Pour prolonger une habitude, un réflexe, une névrose.
Pour ne pas affronter le vide et le silence.
Pour me persuader que je ne suis pas seul puisque des lecteurs existent.
Pour me sentir bien.
Pour entendre ma musique.
Pour voir surgir un monde.
Pour voir le monde.
Pour me comprendre.
Pour comprendre les autres.
Pour ne pas penser à l’ignominie.
Pour dénoncer l’ignoble.
Pour exister.
Pour créer (parce que créer me procure du plaisir).

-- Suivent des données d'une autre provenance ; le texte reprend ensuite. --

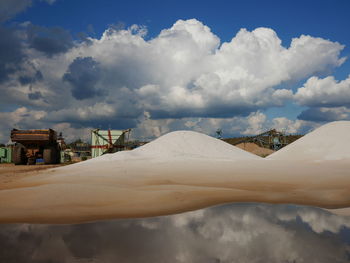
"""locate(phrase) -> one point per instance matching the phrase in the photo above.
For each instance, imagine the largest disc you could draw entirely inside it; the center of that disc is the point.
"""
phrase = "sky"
(221, 234)
(157, 66)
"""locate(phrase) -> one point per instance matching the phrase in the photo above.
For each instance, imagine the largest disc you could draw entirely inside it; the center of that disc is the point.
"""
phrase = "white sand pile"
(179, 145)
(329, 142)
(183, 171)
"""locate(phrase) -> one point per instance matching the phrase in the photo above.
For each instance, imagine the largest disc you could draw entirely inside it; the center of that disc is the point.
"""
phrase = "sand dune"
(178, 172)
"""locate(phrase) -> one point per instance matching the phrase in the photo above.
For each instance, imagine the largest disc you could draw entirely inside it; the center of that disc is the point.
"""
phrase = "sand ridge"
(178, 172)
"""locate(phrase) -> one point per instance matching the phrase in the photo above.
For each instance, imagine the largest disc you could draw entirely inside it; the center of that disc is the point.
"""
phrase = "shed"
(6, 154)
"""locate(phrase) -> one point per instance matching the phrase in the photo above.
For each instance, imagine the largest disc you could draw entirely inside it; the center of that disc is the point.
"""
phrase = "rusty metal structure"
(271, 139)
(108, 141)
(34, 144)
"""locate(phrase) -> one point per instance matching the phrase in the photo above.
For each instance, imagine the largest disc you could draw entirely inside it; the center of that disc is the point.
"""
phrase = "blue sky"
(48, 35)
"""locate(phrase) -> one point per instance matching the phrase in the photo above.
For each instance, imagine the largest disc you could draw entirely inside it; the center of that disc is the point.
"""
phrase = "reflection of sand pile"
(178, 172)
(329, 142)
(254, 148)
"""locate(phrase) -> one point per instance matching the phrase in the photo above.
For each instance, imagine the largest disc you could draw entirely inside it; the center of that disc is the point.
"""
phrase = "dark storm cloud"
(9, 8)
(229, 233)
(325, 114)
(83, 74)
(215, 111)
(35, 95)
(11, 54)
(28, 79)
(50, 41)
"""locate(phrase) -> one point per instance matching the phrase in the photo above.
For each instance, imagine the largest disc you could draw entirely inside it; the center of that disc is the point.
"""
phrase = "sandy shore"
(146, 188)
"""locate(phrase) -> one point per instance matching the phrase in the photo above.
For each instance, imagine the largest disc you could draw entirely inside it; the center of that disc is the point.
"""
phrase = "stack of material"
(183, 171)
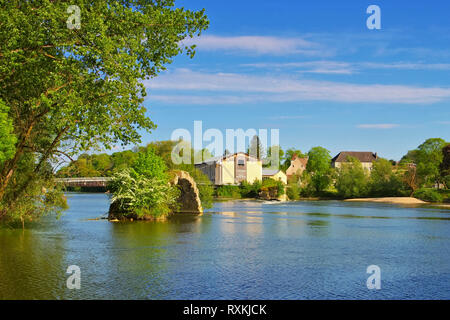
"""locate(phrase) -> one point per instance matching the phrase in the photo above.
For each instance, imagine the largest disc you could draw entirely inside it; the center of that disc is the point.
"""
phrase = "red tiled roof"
(361, 156)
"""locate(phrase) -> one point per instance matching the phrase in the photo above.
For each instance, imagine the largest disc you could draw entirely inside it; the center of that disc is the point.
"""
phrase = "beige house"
(366, 158)
(298, 165)
(275, 175)
(232, 169)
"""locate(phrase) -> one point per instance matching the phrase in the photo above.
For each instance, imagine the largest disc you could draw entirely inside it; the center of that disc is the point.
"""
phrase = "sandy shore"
(397, 200)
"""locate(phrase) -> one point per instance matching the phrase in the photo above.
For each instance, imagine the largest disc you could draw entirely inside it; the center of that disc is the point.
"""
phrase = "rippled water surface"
(237, 250)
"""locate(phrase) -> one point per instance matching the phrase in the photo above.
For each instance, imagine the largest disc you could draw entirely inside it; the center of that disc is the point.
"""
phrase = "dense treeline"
(125, 163)
(423, 173)
(65, 90)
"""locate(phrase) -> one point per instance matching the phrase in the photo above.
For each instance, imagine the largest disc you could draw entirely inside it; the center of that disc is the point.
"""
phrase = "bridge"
(92, 182)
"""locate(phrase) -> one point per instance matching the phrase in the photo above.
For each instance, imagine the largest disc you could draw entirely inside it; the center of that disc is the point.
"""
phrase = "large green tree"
(384, 181)
(7, 138)
(288, 157)
(73, 89)
(428, 160)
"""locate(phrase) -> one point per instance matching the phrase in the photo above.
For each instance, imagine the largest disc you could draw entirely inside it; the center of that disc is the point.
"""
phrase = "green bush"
(429, 195)
(275, 187)
(228, 191)
(250, 190)
(144, 189)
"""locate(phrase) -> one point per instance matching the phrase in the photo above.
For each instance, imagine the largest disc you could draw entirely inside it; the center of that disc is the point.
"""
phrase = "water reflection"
(237, 250)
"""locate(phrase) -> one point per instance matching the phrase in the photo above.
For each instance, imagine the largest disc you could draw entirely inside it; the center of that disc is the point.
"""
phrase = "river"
(236, 250)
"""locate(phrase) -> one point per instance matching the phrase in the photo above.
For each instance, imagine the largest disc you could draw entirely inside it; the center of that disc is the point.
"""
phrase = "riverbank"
(396, 200)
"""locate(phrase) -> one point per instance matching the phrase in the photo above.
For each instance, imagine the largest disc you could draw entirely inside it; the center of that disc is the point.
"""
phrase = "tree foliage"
(428, 160)
(7, 137)
(70, 90)
(384, 182)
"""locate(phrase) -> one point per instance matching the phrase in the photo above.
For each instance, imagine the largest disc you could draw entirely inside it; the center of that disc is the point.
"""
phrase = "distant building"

Pour être lu (parce que je suis faible et que j’ai besoin de quelques récompenses de temps à autre).
Pour défendre ma philosophie.
Pour être philosophe.
Pour m’engager politiquement (ou tenter de le faire avec mes armes).
Pour crier ma rage (ce qui n’est jamais bon).
Pour contrôler ma rage (ce qui est mieux).
Pour m’apitoyer sur mon sort (ce qui est pitoyable).
Pour prendre du recul (j’en manque souvent).
Pour réguler mes pulsions (souvent assassines).
Pour gagner de l’argent (ce qui ne s’est pas produit depuis longtemps, et donc n’est plus une motivation).
Pour connaître le succès (qui s’éloigne de plus en plus en même temps que les années passent).
Pour rencontrer des lecteurs, interagir avec eux, pour que leurs intelligences augmentent la mienne et avec eux refaire le monde.
Pour appartenir à une communauté.
Pour me faire des amis, et finir par me faire des ennemis.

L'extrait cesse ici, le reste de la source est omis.